I’m sorry, am I on glue? What kind of loving father methodically removes leaves from a tree branch taking the time to plan out physical abuse on a 4-year old child? I hope this big, bad NFL player feels super manly now that he’s inflicted “cuts and bruises to areas including his back, buttocks, ankles and legs” on his little boy. This was done as punishment for the child pushing one of his siblings. Logically, it makes sense, amirite? Well, maybe to a total moron. Your kid pushes someone and you punish them by making your own special weapon and inflicting physical abuse that goes far beyond a little push. The puzzle pieces are clicking into place for me now, I get it Adrian Peterson!

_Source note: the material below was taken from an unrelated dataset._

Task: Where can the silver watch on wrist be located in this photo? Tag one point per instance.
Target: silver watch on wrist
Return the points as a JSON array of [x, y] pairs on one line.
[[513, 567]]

I mean, this sounds precisely like what a loving father would do and is also a totally logical punishment by the standards of an abusive piece of crap. But wait, there’s more:
“Adrian will address the charges with the same respect and responsiveness he has brought to this inquiry from its beginning,” Hardin said. “It is important to remember that Adrian never intended to harm his son and deeply regrets the unintentional injury.”
Oh, duh! In removing leaves from a branch with the intent to use that bare branch to whip his pre-schooler I’m sure he NEVER intended to injure him- it was just for a tickle, right? And no doubt, that regret crept in only when he realized this incident may jeopardize his precious football career. This makes me physically ill on it’s own but coupled with the knowledge that Peterson’s 2-year old son was killed last year at the hand’s of his mother’s boyfriend in a physical assault really gets me scratching my head. To know that you’ve lost one child to horrible violence inflicted by a grown man really makes me wonder why anything resembling that would make it into your discipline repertoire as a parent going forward.
As far as my opinion and feelings on physically harming a child as punishment? I think you can tell by my tone that it is not something I agree with in general but I obviously realize that there is a huge difference in using a weapon to harm your child and a quick spank out of anger. From what I have read about spanking as punishment and conclusions I can draw on my own, I honestly don’t see the value in it but there is clearly a distinction between that and whipping a small child with a “switch”. When you employ a weapon to punish your child you will probably create a violent human being who continues that kind of behavior throughout their life. I don’t know what other conclusion a child could draw from it. I hope that anyone seeing this story in the news who uses this kind of discipline puts away the switch and realizes it is not right. At all.